A sharp, cold winters morning at the top of Balkello Hill looking from the Syd Scroggie Memorial Cairn south over rural Angus, Dundee sitting snugly in its natural contours almost hidden from sight with the Tay and North Sea beyond. A vista to be cherished, yet the silence and wildness of this spot, within three miles of a city of 150,000 people, punctuated only by the calls of a crow and the bleating of sheep on the lower slopes, could be lost forever by an ill-considered proposal to build a four lane bypass from Longforgan to Tealing.
Syd Scroggie may have been unsighted but he could ‘see’ his environment better than most and would surely have been appalled by the crass insensitivity of planners who could even consider such environmental destruction. The Sidlaws and the rural linkage between the hills and the city is a haven for wildlife and acts as a corridor connecting that hint of the Highlands that the Sidlaws represent, with the forest fringe of Dundee at Templeton and its nationally important red squirrel population.

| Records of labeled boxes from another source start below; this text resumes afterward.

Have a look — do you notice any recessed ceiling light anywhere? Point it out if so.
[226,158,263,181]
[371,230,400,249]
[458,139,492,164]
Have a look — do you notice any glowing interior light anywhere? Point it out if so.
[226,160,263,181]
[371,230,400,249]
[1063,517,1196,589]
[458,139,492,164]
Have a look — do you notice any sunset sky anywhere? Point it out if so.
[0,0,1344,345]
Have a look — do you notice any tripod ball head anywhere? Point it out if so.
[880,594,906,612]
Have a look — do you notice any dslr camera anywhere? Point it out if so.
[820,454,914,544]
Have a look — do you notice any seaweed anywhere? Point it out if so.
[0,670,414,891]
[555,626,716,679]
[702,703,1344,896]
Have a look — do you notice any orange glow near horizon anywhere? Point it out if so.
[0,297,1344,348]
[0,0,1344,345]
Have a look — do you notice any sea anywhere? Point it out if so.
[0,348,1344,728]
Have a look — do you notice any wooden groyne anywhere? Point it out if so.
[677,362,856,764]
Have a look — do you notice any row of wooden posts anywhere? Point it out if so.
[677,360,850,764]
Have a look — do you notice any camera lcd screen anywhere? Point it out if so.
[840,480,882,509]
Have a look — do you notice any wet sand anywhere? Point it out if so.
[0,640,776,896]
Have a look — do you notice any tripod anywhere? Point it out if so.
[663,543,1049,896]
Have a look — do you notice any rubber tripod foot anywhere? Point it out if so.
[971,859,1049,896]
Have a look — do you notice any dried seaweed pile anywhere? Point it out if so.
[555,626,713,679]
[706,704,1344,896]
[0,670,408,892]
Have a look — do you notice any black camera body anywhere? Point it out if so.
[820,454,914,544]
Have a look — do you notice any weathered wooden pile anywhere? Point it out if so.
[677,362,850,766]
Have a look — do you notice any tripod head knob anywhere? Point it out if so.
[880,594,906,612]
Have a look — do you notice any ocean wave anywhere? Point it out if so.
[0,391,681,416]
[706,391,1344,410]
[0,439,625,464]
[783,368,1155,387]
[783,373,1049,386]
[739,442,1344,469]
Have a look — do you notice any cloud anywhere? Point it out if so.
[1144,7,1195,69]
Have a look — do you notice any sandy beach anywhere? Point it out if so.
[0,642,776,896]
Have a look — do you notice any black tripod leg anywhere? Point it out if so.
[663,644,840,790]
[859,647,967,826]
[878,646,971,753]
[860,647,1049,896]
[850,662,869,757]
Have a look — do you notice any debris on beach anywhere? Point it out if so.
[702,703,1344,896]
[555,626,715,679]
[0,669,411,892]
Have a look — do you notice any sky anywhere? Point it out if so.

It is not just squirrels of course that are iconic creatures of our local environment. Otters too are making a comeback and are been sighted around the many watercourses which cross the Howe of Strathmartine: otters whose habitats are protected by law from any disturbance. Are we really to construct a major trunk road right through their habitats?
Dundee Council seek funding assurances from the Scottish Government of 250 million pounds for this project which they claim is necessary to alleviate congestion on the Kingsway, Dundee’s original ring road dating from the 1930s. Traffic volumes have certainly increased dramatically since then, but the main cause of congestion in recent years has been the locating of superstores and retail parks at or near important interchanges.
From the Morrisons development at Linlathen, we can now add the new ASDA currently under construction at the Myrekirk roundabout to the list of developments that city planners have allowed to aggravate traffic problems. Plans for hundreds of new houses near the Swallow roundabout are sure to place further strain on the transport network.
Tayplan and other development planning documents are full of glib talk of the environment and sustainability, but the reality of much of their proposals is set to encourage further car use and the further despoilation of our landscape and environment.
Much of Dundee’s appeal, especially to the incomers buying high council tax banded properties that the council seem keen to attract to the city, is its proximity to a range of non-urban environments and the ease by which walkers, cyclists and others can find peaceful solace from the pressures of daily life. A bypass to the north of the city will take away so much of this amenity and diminish the attractiveness of the city as place to live and work.
Are the interests of those most affected, and the opposition of Angus Council and local Community Councils to be over-ridden by the juggernaut of intransigent Central Government politicians and civil servants? With the consultation period of a review of Scottish planning policy recently ended, it is to be hoped that local communities are to be given full democratic rights to effectively oppose and stop the dictatorial approach of outside and vested interests.
We must also ask who gains most from this proposal? The road is really necessary only to allow more greenfield land to be built upon to the great profit of private developers but at the expense of the ordinary taxpayer and our natural environment. This is effectively a public subsidy to private business and must surely be unacceptable especially at a time of cuts in frontline education and other local authority services.
It has been claimed that shaving 10 or 15 minutes from journey times between the Central Belt and Aberdeen is essential for our economic wellbeing, but studies are increasingly showing that the economies that gain most form this are those of the centre rather than the regions. We also live in a world of emails and Skype and it must be questionable whether in 10 or 20 years the need for rapid business travel will be as great as at present.
If the Scottish Government has a quarter of a billion pounds to spend on infrastructure in North East Scotland then lets improve the rail network to allow a shift of freight transport from road to rail, improve and make affordable public transport, alleviating both road congestion and climate change.
This article was written in response to a report in the Dundee Evening Telegraph published on Hogmanay that Dundee City Council were seeking finances to be made available from the Scottish Government to permit either the upgrading of the A90 through Dundee or to construct a bypass to the north of the city as proposed in Tayplan.